After working as a stockbroker in the City of London and on Wall Street – a job he reportedly spent years "loathing" – Johnnie Boden decided to go out on his own. He identified a gap in the British market for an upmarket mail order clothing catalogue of the kind he'd seen during his time in New York. The brand’s launch catalogue in November 1991 was a hand-drawn affair conceived on the founder's kitchen table with just eight menswear products. Womenswear launched in 1992. The Mini Boden childrenswear range followed in 1996. Boden started selling clothes online in the UK in 1999 and then launched websites in the US (2002), Germany (2007), France (2011) and Australia (2014). The business upgraded its websites in January 2025 and customers can shop from dedicated Boden websites in its UK, US and EU markets and through a number of large third-party retailers globally.

In October 2025, Boden triggered backlash after it launched a campaign featuring models posing as fisherman holding dead salmon. Critics called the fashion shoot “irresponsible” at a time when salmon stocks in Britain’s rivers are at an all-time low.

== Products ==
Johnnie Boden has described Boden customers as being “interested in fashion” without being obsessed with it. The brand is known for its bold colour and attention to detail. Products often feature spots, stripes, printed fabrics and checks. As an entrepreneur Johnnie Boden has championed British creativity. These efforts were recognised with the award of a CBE for services to fashion and the retail sector in the New Year Honours List, announced on 30 December 2022.

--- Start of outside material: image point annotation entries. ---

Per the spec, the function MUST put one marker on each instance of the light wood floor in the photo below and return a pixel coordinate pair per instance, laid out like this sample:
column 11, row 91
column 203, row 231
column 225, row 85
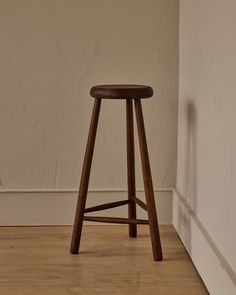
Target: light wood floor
column 36, row 260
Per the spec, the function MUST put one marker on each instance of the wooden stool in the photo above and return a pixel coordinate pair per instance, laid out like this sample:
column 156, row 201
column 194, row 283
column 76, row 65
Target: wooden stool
column 129, row 93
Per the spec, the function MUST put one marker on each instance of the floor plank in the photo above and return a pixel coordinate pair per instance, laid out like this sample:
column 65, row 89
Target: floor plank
column 36, row 260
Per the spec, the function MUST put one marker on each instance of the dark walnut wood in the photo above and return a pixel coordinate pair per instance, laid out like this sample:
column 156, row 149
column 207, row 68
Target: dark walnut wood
column 121, row 91
column 130, row 93
column 84, row 181
column 130, row 166
column 148, row 186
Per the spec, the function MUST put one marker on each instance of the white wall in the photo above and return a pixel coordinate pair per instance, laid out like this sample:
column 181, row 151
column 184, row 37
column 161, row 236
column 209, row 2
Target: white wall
column 51, row 53
column 204, row 202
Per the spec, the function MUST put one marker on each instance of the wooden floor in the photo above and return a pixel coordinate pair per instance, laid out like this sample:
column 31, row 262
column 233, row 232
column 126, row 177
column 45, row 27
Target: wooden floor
column 36, row 260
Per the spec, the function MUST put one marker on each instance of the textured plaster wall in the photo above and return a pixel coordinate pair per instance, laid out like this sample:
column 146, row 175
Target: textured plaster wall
column 51, row 53
column 206, row 173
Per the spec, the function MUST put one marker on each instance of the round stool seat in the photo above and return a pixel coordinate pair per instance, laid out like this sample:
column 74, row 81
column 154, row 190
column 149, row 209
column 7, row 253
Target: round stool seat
column 121, row 91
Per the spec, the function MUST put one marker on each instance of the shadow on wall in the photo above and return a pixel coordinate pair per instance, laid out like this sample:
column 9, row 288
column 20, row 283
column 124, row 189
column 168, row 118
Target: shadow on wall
column 190, row 174
column 190, row 165
column 189, row 205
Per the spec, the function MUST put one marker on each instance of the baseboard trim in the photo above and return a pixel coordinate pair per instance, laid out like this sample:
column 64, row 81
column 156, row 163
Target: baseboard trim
column 57, row 207
column 215, row 271
column 5, row 191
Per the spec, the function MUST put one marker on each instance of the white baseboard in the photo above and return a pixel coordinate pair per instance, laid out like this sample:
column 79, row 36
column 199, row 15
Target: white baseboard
column 49, row 207
column 215, row 271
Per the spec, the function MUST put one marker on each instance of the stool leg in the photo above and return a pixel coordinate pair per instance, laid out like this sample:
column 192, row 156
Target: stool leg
column 130, row 166
column 83, row 190
column 148, row 186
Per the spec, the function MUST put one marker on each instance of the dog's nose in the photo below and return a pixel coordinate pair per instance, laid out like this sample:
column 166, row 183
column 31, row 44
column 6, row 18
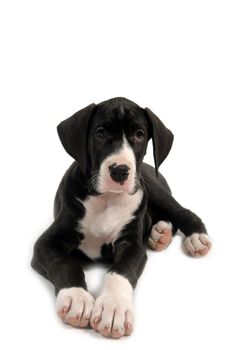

== Impact on the planet ==
Boden reported in 2022 that the business had become carbon neutral for Scope 1 and 2. In packaging the business reported that it was using 100% recycled cardboard boxes,100% recycled clothing bags and dispatch bags with 80% recycled content (and 100% recyclable). In 2022 the business also reported the following developments in fabric sourcing: 100% of its Cashmere fabric was Good Cashmere certified; all outer fabric on its swimwear was made using 100% recycled nylon or recycled polyester; and recycled cotton made up 20% of the composition of its women’s denim. Boden’s Sustainability Report of 2023 reported further developments in fabric sourcing. All of Boden’s 100% linen fabric was made with 20% recycled linen content and all Mini Boden polyester outerwear style outers and linings were made from recycled polyester.